Plus Depardieu parle, plus l'on se demande s'il joue, s'il se compose un nouveau personnage. "Qu'est-ce qu'un acteur pour saint Augustin, sinon quelqu'un qui viendrait prendre la douleur d'un autre et qui la vivrait ? Jouer, c'est un acte de transfert. Certains passages des Confessions sont très proches de la psychanalyse. Rien de catholique là-dedans. Ça concerne n'importe quelle religion."

A ce stade de la conversation, on se met à parler du cinéma. A essayer de comprendre pourquoi, depuis Le Garçu, de Maurice Pialat, en 1995, Depardieu donne parfois l'impression de ne plus rechercher la difficulté, le risque. "C'est vrai qu'après Le Garçu j'ai eu envie d'arrêter. Avec Maurice, on avait touché des choses trop fortes. Quand on en est à poser des vraies questions et que la seule réponse que l'on y apporte c'est la mort, quand on touche ces choses-là de trop près, alors il vaut mieux changer d'air, retourner à des choses plus normales. Revenir à l'essentiel de la vie.

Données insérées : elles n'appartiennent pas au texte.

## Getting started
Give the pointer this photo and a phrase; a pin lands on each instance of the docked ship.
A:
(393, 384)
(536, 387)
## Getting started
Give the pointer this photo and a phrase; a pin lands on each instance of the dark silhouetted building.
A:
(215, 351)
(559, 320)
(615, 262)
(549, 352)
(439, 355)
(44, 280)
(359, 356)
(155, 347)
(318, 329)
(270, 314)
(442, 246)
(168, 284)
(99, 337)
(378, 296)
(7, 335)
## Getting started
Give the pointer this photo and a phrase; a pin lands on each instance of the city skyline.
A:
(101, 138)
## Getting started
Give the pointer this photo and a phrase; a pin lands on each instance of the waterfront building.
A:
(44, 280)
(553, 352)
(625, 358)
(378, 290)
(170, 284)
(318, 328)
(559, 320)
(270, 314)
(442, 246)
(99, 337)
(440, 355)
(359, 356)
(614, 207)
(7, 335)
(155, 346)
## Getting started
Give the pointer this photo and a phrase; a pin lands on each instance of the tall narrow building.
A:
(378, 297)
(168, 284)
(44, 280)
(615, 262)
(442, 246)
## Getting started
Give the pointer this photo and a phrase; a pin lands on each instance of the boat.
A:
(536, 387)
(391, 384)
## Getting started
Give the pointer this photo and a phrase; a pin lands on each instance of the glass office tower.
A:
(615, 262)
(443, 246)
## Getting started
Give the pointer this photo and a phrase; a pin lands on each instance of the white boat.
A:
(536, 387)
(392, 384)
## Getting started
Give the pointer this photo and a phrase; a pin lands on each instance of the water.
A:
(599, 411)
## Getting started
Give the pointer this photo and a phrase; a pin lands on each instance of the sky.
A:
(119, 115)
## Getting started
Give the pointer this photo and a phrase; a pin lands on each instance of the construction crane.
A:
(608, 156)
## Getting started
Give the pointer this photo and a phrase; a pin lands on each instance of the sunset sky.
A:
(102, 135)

"Au fond, pour moi, à la différence de beaucoup d'acteurs, l'essentiel ce n'est pas de jouer ; le plus important, c'est la vie. J'ai fait ce métier par abondance et finalement, ma carrière, je m'en fous. Pour moi, l'art ce n'est pas chercher, au contraire, c'est vivre, complètement, généreusement. On peut me coller toutes les étiquettes qu'on veut, je m'en fiche, ça ne m'intéresse pas."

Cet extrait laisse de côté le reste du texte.